インターネット時代の技術を使って世界各地の都市がもっとうまく機能するようにしたいという発想には、何も目新しさはない。しかし、数十億人の生活を改善するという目標をぶち上げてグーグルが参戦したことにより、なかなか約束を果たしてくれないと大方の専門家がぼやいているこの分野が、新たな注目を集めている。
インターネット検索大手のグーグルは「都市技術」を開発する部門を立ち上げたと発表し、同社らしい大胆さを発揮してみせた。ラリー・ペイジ最高経営責任者(CEO)によれば、この新部門は「生活コスト、効率的な交通、そしてエネルギー消費」といった多くの都市住民にとって大きな問題に影響するアイデアに取り組む。そのトップには、かつてマイケル・ブルームバーグ氏の下でニューヨーク副市長を務め、ブルームバーグ氏のメディアグループのCEOでもあったダニエル・ドクトロフ氏が就任するという。
グーグルは経済・社会生活の新しい分野に進出することがますます多くなっており、今回の壮大な構想もおなじみの反応を招くこととなった。この分野のある専門家は、同社の取り組みのファンを自称しながらも、「かなり思い上がっていると感じざるを得ない」と述べている。
■「ボトムアップ」型で変化起こす
「サイドウオークラボ」と名付けられたこの部門は、いくつかのハイテク企業が取り組んできたいわゆるスマートシティ構想の大半とは異なるものになりつつある。グーグルから声をかけられたマサチューセッツ工科大学(MIT)の都市問題の専門家カルロ・ラッティ氏によれば、ドクトロフ氏は専門家の小グループをいくつか編成してブレーンストーミングでアイデアを出させ、多数の都市住民の人気を得て次々に広がっていく可能性を秘めた実験的なプロジェクトを立ち上げたいと考えているという。

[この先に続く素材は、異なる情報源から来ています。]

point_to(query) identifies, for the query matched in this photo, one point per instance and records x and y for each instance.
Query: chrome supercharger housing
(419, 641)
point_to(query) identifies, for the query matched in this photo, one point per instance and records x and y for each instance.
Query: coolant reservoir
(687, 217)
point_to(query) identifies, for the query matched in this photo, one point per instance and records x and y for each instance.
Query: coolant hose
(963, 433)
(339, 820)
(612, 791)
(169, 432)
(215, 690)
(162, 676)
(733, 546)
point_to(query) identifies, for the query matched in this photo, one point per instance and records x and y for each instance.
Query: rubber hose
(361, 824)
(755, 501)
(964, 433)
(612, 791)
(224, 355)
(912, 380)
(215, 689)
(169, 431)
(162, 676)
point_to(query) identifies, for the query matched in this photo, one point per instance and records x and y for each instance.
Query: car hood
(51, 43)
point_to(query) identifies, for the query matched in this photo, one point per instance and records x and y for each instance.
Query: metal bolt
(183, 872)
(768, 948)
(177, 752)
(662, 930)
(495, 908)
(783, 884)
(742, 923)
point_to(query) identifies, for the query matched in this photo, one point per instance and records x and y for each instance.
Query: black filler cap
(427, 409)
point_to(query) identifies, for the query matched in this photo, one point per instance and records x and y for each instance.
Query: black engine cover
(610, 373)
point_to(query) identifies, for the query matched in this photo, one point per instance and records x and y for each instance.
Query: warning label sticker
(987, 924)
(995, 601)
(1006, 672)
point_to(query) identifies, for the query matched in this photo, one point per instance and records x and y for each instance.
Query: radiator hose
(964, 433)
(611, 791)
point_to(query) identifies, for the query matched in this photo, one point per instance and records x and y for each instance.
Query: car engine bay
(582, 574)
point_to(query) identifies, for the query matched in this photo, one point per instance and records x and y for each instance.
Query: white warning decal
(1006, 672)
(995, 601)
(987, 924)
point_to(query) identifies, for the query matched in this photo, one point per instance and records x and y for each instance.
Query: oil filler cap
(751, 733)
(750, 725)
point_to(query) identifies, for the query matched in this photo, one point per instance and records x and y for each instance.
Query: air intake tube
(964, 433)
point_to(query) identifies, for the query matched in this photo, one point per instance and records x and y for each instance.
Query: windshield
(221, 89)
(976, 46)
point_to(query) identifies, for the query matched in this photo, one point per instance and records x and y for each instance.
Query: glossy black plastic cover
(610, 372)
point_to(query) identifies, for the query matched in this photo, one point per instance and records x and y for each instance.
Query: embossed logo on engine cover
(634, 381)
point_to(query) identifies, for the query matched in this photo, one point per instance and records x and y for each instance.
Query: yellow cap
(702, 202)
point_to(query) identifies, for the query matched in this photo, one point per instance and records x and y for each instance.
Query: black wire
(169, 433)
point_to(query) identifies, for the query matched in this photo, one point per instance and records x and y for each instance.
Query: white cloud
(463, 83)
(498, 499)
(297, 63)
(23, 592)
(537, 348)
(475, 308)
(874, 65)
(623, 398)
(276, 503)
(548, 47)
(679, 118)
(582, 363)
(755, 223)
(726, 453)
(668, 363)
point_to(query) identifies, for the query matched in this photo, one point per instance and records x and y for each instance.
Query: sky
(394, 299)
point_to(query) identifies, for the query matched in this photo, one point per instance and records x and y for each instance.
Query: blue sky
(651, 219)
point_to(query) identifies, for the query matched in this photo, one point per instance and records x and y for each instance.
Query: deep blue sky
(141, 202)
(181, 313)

過去に都市のコスト削減やサービス向上を目指して行われた中央主導の「トップダウン」の技術プロジェクトとは対照的に、この種の「ボトムアップ」(下方から上に向かう)のアプローチには急激な変化を低コストで実現させる潜在力があるとラッティ氏は述べている。
スマートシティに関連する巨大な市場が存在する可能性に気づいたのはグーグルが初めてではない。MITメディアラボである部門のトップを務めるライアン・チン氏は「(グーグルは)少し遅れたと思う。IBMなどはしばらく前からこのアイデアを売り込んできている」と言う。
IBMでこの分野のゼネラルマネージャーを務めるマイケル・ディクソン氏によれば、そうした構想のほとんどは、都市の資産を最大限に活用してより多くの価値を引き出したり、将来の投資のために能力計画の効率を高めたりすることをもっぱら目指してきたという。